Sì, è un po’ una parodia di ‘Trois Morceaux en forme de poire’ di Erik Satie. Inoltre la dodicesima traccia dell’album ‘12th’, è una piccola composizione strumentale che riecheggia lo stile di Satie. Per quanto riguarda la parola ‘apple’, bè… siamo beatlesiani!

Come mai la scelta di cantare in inglese e non in italiano?
Il nostro background musicale, in quanto a gusti, è prettamente ‘british’ e quindi è stato naturale affidarsi al suono della lingua inglese per tentare di raggiungere il risultato sperato. La padronanza della lingua di chi ha scritto la maggior parte dei testi, Luisa e il nostro grande amico Diego Maugeri che vive da molti anni negli Stati Uniti ci hanno davvero aiutato molto.
Determinante è stato il fatto che sin dall’inizio i demo abbiano ottenuto un ottimo riscontro presso il pubblico anglofono. Non escludiamo, tuttavia, una parallela avventura ‘made in Italy’ per le prossime produzioni.
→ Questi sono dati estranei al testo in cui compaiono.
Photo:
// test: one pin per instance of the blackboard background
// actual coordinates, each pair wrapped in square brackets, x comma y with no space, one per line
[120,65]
Tra le vostre canzoni compaiono titoli come John Titor (or the time traveler), Brianadams (He bought in a little shop an old guitar, He hides his identity, rough voice and real sound of a rock star)… Come nascono le vostre canzoni?
Per quanto riguarda i testi gli argomenti a volte nascono per caso e altre volte prendono vita da storie che ci toccano emotivamente. E’ il caso di ‘Just a click’, il cui testo è stato scritto in un momento in cui si parlava molto di guerra e di attacchi terroristici.
John Titor’ prende spunto dalla storia che ha imperversato in Rete e in tv di un sedicente viaggiatore nel tempo. Ci sembrava un argomento interessante e divertente per un ‘singolo’ e ne è uscito un testo che racconta nello spazio di due strofe e due ritornelli tutto il succo della storia.
Brianadams’ nasce invece da una battuta fatta sul rocker: in maniera del tutto scherzosa abbiamo ipotizzato che il grande artista canadese nascondesse dietro le sue sembianze umane un supereroe tipo quelli della Marvel.
Per quanto riguarda la musica, invece, spesso partiamo da idee sviluppate dai singoli in modo abbastanza compiuto che poi però vengono immediatamente contaminate dai gusti degli altri.

Quali sono le vostre ambizioni e come vedete l’Italia musicalmente parlando?
Se fai musica il sogno rimane quello di sapere che il pubblico apprezza le tue canzoni; che molte persone scelgono di metter su il tuo disco perché hanno la voglia di ascoltarlo. L’Italia è un paese ricco di talenti e dalle grandi potenzialità, anche musicali; purtroppo è anche un paese di ‘figli d’arte’ e un paese troppo carico di ‘prodotti da banco’, insomma preconfezionati.

Voi siete una band talentuosa ma ancora senza un’etichetta. Partecipereste a un reality show come X-Factor?
A X-Factor sono tutti fin troppo ‘bravi’… ma c’è solamente apparenza vocale e niente sostanza.
Una bella voce senza una bella musica non sarà ricordata. Una bella musica sarà cantata da tante voci e sarà suonata nel tempo. X-Factor accende i riflettori solo sulle voci. Le idee musicali che valgono oggi sono sempre di meno e raramente vengono portate all’attenzione del grande pubblico. Inoltre ha il grande difetto della televisione: conta lo share. Per cui c’è tutto uno spettacolo forzato attorno alla musica che a noi infastidisce un po’.

Com’è la musica ai tempi di Internet?
E’ tanta! Basta un rapido sguardo tra le pagine musicali che si rincorrono a migliaia per rendersi conto di quanto talento ci sia in giro.
Rischiamo di essere banali nel dirlo, ma Internet offre così tante possibilità che fino a poco tempo fa erano impensabili.
Oggi si può far musica fregandosene delle mode riuscendo comunque ad avere un seguito, fans sparsi per il mondo ed è fantastico. La Rete poi offre l’opportunità di avere tante collaborazioni. Ora ad esempio stiamo lavorando a un pezzo per il prossimo album con il testo di Peter Mc Partland dei Big I am (band di Liverpool) e l’arrangiamento orchestrale a cura di Wim Oudijk, olandese. E’ questa la forza di Internet!